Question 5: Determine the space complexity for the following function:

function subtotals(array) {
  var subtotalArray = Array(array.length);
  for (var i = 0; i < array.length; i++) {
    var subtotal = 0;
    for (var j = 0; j <= i; j++) {
      subtotal += array[j];
    }
    subtotalArray[i] = subtotal;
  }
  return subtotalArray;
}

O(n)

2.8 Logarithms

  • We've encountered some of the most common complexities; O(1), O(n), O(n^2).

  • Sometimes Big O expressions involve more complex mathematical expressions.

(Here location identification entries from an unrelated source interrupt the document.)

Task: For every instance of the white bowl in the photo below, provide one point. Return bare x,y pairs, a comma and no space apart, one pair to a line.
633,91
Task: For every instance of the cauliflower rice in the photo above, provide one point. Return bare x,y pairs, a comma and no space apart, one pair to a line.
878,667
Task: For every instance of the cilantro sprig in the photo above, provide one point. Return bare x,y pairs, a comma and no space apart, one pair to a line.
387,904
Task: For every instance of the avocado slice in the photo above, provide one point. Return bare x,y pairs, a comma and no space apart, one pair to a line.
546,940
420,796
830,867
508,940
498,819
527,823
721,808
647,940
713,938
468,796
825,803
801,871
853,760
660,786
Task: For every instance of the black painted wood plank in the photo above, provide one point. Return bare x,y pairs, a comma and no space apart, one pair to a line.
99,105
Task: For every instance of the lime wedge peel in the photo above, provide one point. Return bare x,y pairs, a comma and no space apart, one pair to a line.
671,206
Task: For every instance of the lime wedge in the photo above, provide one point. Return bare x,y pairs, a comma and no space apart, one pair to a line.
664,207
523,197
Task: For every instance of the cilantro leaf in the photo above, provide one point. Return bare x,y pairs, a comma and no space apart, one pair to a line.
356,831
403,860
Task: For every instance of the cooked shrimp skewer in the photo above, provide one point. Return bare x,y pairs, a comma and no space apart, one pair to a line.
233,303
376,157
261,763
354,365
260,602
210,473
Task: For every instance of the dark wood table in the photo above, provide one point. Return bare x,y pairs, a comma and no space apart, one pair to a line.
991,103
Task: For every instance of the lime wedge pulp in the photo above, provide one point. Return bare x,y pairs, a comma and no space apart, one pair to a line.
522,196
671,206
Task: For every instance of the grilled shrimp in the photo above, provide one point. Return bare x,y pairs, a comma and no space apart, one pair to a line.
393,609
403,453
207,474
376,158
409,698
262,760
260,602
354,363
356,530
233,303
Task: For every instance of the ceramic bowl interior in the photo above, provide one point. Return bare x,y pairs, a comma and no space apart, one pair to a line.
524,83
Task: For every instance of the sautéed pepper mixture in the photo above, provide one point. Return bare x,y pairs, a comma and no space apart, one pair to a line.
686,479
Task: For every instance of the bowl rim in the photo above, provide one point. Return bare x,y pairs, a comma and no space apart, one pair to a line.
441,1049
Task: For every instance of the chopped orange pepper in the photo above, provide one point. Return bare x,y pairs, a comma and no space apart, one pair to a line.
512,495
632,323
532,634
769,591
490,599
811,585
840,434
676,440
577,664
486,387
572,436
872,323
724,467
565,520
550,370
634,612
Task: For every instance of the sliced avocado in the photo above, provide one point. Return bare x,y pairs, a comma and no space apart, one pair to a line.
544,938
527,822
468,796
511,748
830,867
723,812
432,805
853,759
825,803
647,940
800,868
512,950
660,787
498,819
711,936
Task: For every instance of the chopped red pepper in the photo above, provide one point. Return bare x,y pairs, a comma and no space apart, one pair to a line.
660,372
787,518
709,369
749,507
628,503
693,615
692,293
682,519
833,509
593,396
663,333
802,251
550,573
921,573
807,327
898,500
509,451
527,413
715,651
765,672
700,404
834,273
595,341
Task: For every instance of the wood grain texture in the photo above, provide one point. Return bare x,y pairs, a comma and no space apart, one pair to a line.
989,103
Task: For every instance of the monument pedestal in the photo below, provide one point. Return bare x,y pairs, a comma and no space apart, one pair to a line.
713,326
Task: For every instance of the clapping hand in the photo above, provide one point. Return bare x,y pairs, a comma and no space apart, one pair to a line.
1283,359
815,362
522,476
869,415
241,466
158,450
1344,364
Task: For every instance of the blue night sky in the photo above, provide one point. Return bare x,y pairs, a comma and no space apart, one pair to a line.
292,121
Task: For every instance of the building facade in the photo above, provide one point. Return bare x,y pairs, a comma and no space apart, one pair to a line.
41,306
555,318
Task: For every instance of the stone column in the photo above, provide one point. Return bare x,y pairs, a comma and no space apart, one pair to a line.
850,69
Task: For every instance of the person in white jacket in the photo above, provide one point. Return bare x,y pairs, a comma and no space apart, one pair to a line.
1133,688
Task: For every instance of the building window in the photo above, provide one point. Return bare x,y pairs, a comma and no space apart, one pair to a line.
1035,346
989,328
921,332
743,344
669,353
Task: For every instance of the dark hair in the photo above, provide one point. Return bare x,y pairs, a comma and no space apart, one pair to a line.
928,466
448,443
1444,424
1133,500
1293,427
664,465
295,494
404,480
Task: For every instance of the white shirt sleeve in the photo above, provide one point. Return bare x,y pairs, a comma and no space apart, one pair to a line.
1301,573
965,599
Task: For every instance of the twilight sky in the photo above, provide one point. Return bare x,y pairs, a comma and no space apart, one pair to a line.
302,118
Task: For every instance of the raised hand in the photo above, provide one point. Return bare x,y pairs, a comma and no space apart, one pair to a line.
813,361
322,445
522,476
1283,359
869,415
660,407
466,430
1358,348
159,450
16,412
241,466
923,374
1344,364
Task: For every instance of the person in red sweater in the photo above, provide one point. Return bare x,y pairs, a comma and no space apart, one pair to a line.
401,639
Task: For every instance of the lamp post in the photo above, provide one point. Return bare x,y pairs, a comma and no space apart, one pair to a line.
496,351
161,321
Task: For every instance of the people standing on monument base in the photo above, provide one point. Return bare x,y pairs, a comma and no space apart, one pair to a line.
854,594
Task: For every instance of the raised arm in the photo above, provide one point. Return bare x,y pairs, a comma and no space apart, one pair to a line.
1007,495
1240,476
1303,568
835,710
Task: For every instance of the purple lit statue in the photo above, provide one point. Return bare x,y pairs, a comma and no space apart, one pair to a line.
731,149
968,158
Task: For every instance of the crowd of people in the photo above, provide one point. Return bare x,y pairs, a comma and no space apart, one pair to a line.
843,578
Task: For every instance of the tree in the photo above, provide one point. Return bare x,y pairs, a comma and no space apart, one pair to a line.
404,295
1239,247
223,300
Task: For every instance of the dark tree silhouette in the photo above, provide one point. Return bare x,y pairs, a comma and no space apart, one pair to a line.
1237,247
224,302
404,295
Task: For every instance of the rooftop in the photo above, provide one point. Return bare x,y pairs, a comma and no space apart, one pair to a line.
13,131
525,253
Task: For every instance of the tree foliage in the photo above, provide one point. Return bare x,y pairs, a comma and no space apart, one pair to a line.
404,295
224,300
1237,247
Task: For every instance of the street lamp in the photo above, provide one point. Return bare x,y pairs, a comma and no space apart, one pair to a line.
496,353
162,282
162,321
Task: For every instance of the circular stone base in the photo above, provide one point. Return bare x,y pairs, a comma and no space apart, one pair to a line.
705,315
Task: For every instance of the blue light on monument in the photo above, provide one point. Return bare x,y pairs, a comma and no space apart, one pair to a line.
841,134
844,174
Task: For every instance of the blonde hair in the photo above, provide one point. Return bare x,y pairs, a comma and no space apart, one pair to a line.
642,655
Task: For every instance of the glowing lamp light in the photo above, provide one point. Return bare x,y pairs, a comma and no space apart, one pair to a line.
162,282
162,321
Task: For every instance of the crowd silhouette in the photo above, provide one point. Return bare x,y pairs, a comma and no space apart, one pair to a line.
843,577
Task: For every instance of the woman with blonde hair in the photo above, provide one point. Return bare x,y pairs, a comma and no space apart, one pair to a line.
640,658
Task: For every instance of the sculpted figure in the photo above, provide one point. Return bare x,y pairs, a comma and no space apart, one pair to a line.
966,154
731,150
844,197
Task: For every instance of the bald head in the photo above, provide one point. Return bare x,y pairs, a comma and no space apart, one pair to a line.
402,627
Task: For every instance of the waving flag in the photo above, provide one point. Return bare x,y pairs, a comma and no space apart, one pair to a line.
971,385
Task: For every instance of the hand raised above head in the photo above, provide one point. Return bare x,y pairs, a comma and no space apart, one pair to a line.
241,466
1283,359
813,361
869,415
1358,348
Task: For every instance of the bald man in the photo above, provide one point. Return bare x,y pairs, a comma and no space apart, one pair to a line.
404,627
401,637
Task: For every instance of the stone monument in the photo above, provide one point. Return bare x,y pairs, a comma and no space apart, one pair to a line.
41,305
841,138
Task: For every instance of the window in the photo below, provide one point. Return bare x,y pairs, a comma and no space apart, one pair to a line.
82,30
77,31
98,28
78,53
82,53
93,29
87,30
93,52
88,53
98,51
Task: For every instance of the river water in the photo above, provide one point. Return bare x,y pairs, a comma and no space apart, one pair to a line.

  • One that appears more often than you might like is the algorithm

  • What's a logarithm again?

    • A logarithm is the inverse of exponentiation
    • log2(8) = 3 --> 2^3 = 8
      • log base 2 of 8 equals 3
      • i.e., 2 to what power equals 8?
      • We omit the 2, so log === log2
    • log2(value) = exponent --> 2exponent = value
    • can have log3,log5, log10, but the binary algorithm (log2) is the most common
  • The binary logarithm of a number roughly measures the number of times you can divide that number by 2 before you get a value that's less than or equal to one.

  • Logarithmic Examples

    • 8 => (8 / 2 = 4) => (4 / 2 = 2) => (2 / 2 = 1) => log(8) = 3
    • 25 => (25 / 2 = 12.5) => (12.5 / 2 = 6.25) => (6.25 / 2 = 3.125) => (3.125 / 2 = 1.5625) => (1.5625 / 2 = 0.78125) => log(25) ~ 4.64
  • Logarithmic Complexity

    • Logarithmic time complexity is great!
    • O(log n) logarithmic complexity compares favorably with O(n)
  • Importance of Logarithmic Time Complexity

    • Certain searching algorithms have logarithmic time complexity.
    • Efficient sorting algorithms involve logarithms.
    • Recursion sometimes involves logarithmic space complexity.
  • Common Big O Notation (slowest to fastest)

    • O(n^2)
    • O(nlog n)
    • O(n)
    • O(log n)
    • O(1)

Big O

  • Recap
    • To analyze the performance of an algorithm, we use Big O Notation
    • Big O Notation can give us a high level understanding of the time or space complexity of an algorithm
    • Big O Notation doesn't care about precision, only about general trends (linear? quadratic? constant?)
    • The time or space complexity (as measured by Big O) depends only on the algorithm, not the hardware used to run the algorithm
    • Big O Notation is everywhere, so get lots of practice!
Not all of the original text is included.